Other reactions related to, or attributed to the use of Methotrexate such as pneumonitis, metabolic changes, precipitation of diabetes, osteoporotic effects, abnormal changes in tissue cells and even sudden death have been reported.

There have been reports of leukoencephalopathy following intravenous methotrexate in high doses, or low doses following cranial-spinal radiation.

Adverse reactions following intrathecal methotrexate are generally classified into three groups, acute, subacute, and chronic. The acute form is a chemical arachnoiditis manifested by headache, back or shoulder pain, nuchal rigidity, and fever. The subacute form may include paresis, usually transient, paraplegia, nerve palsies, and cerebellar dysfunction. The chronic form is a leukoencephalopathy manifested by irritability, confusion, ataxia, spasticity, occasionally convulsions, dementia, somnolence, coma, and rarely, death. There is evidence that the combined use of cranial radiation and intrathecal methotrexate increases the incidence of leukoencephalopathy.

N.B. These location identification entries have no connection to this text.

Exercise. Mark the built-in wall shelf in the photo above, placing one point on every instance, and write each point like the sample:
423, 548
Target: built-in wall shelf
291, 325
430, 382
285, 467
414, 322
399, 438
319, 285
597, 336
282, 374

Additional reactions related to or attributed to the use of methotrexate such as osteoporosis, abnormal (usually 'megaloblastic') red cell morphology, precipitation of diabetes, other metabolic changes, and sudden death have been reported.

4.9 Overdose

Calcium Folinate (Calcium Leucovorin) is a potent agent for neutralizing the immediate toxic effects of Methotrexate on the haematopoietic system. Where large doses or overdoses are given, Calcium Folinate may be administered by intravenous infusion in doses up to 75mg within 12 hours, followed by 12mg intramuscularly every 6 hours for 4 doses. Where average doses of Methotrexate appear to have an adverse effect 6-12mg of Calcium Folinate may be given intramuscularly every 6 hours for 4 doses. In general, where overdosage is suspected, the dose of Calcium Folinate should be equal to or higher than, the offending dose of Methotrexate and should be administered as soon as possible; preferably within the first hour and certainly within 4 hours after which it may not be effective.

Other supporting therapy such as blood transfusion and renal dialysis may be required. Effective clearance of methotrexate has been reported with acute, intermittent haemodialysis using a high flux dialyser.

5. Pharmacological Properties 5.1 Pharmacodynamic Properties

Methotrexate is an antimetabolite which acts principally by competitively inhibiting the enzyme, dihydrofolate reductase. In the process of DNA synthesis and cellular replication, folic acid must be reduced to tetrahydrofolic acid by this enzyme, and inhibition by Methotrexate interferes with tissue cell reproduction. Actively proliferating tissues such as malignant cells are generally more sensitive to this effect of Methotrexate. It also inhibits antibody synthesis.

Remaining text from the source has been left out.